TOKYO — Fast Retailing Co. Ltd. posted another year of double-digit growth as its Uniqlo brand continued to win over price-sensitive consumers.
This story first appeared in the October 9, 2009 issue of WWD. Subscribe Today.
Net profit for the year ended Aug. 31 rose 14 percent to 49.8 billion yen, or $517.4 million at average exchange rates for the period, the company said Thursday. That figure is lower than the 52 billion yen, or $540.3 million, target it set in July.
Sales jumped 17 percent to 685.04 billion yen, or $7.12 billion, slightly higher than the July forecast for sales of 682 billion yen, or $7.1 billion.
Operating profit for the year rose 24 percent to 108.64 billion yen, or $1.13 billion, as the company predicted this summer.
The company also said it is expecting to post double-digit growth for the current fiscal year ending Aug. 31, 2010.

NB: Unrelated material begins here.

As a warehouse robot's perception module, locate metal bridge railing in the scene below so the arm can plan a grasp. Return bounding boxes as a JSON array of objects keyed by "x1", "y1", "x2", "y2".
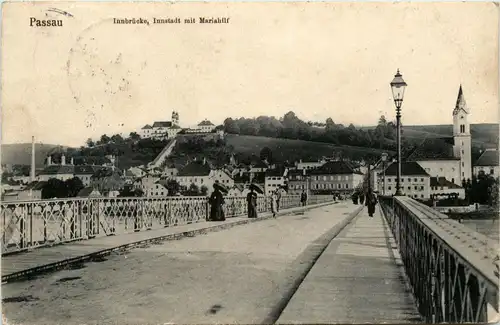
[
  {"x1": 0, "y1": 195, "x2": 333, "y2": 255},
  {"x1": 379, "y1": 196, "x2": 499, "y2": 323}
]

Fast Retailing said net profit should grow 25 percent to 62 billion yen, or $699 million at current exchange rates. Operating profit is seen rising 11 percent to 120 billion yen, or $1.35 billion, while sales are forecast to increase 17 percent to 798 billion yen, or $9 billion.
Last month, the Japanese company, which owns the Uniqlo chain, outlined ambitious targets. The company said it is aiming to grow its annual sales more than seven times to 5 trillion yen, or $56.4 billion, by 2020. Much of that growth will come through Uniqlo’s international expansion in Asia, the U.S. and Europe.

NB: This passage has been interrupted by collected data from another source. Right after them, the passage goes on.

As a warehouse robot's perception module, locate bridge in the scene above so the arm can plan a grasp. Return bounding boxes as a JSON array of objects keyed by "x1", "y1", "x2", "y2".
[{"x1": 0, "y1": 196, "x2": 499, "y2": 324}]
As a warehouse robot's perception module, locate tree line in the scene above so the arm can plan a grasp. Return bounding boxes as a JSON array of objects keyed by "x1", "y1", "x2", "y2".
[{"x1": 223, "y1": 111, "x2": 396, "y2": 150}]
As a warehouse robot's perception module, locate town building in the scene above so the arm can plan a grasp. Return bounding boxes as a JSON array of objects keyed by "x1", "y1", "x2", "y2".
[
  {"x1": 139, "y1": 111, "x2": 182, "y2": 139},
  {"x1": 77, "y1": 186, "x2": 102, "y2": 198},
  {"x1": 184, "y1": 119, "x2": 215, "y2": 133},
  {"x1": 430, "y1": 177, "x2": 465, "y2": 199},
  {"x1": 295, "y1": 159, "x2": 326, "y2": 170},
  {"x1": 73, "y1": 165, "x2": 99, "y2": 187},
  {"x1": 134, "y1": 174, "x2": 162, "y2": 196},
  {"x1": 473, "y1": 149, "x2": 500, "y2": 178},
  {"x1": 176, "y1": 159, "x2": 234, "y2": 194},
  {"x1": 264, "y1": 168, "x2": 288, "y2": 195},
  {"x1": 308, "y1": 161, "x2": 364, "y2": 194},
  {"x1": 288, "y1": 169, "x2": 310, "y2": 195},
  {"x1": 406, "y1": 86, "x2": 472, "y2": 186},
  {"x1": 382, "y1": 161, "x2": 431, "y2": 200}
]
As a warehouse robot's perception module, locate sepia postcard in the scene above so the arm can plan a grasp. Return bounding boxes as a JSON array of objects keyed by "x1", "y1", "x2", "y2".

Last week, Uniqlo launched its much anticipated +J collection designed by Jil Sander, attracting hordes of shoppers in Paris, Tokyo, London and New York.
Fast Retailing chairman and chief executive officer Tadashi Yanai said at a press conference on Thursday that Uniqlo plans to go “from number one in Asia to number one in the world” by opening an average of 100 stores a year across China and Hong Kong, plus an additional 100 stores in South Korea by the year 2012. Other expansion is slated for Thailand, Indonesia, Malaysia, the Philippines, India, Vietnam and Australia.
Uniqlo opened a global flagship in Paris’ Opera district on Oct. 1 and is still absorbing operating costs linked to the opening. “Paris is the center of global fashion, and the Paris store will showcase Uniqlo to the world,” Yanai said. The next steps in Uniqlo’s global expansion include its first store in Moscow and a global flagship in Shanghai, both set to open in the spring.
Domestic and international growth was driven by the strength of Uniqlo’s women’s line, as well as core products such as the Heattech and Bra Top series and washable knits.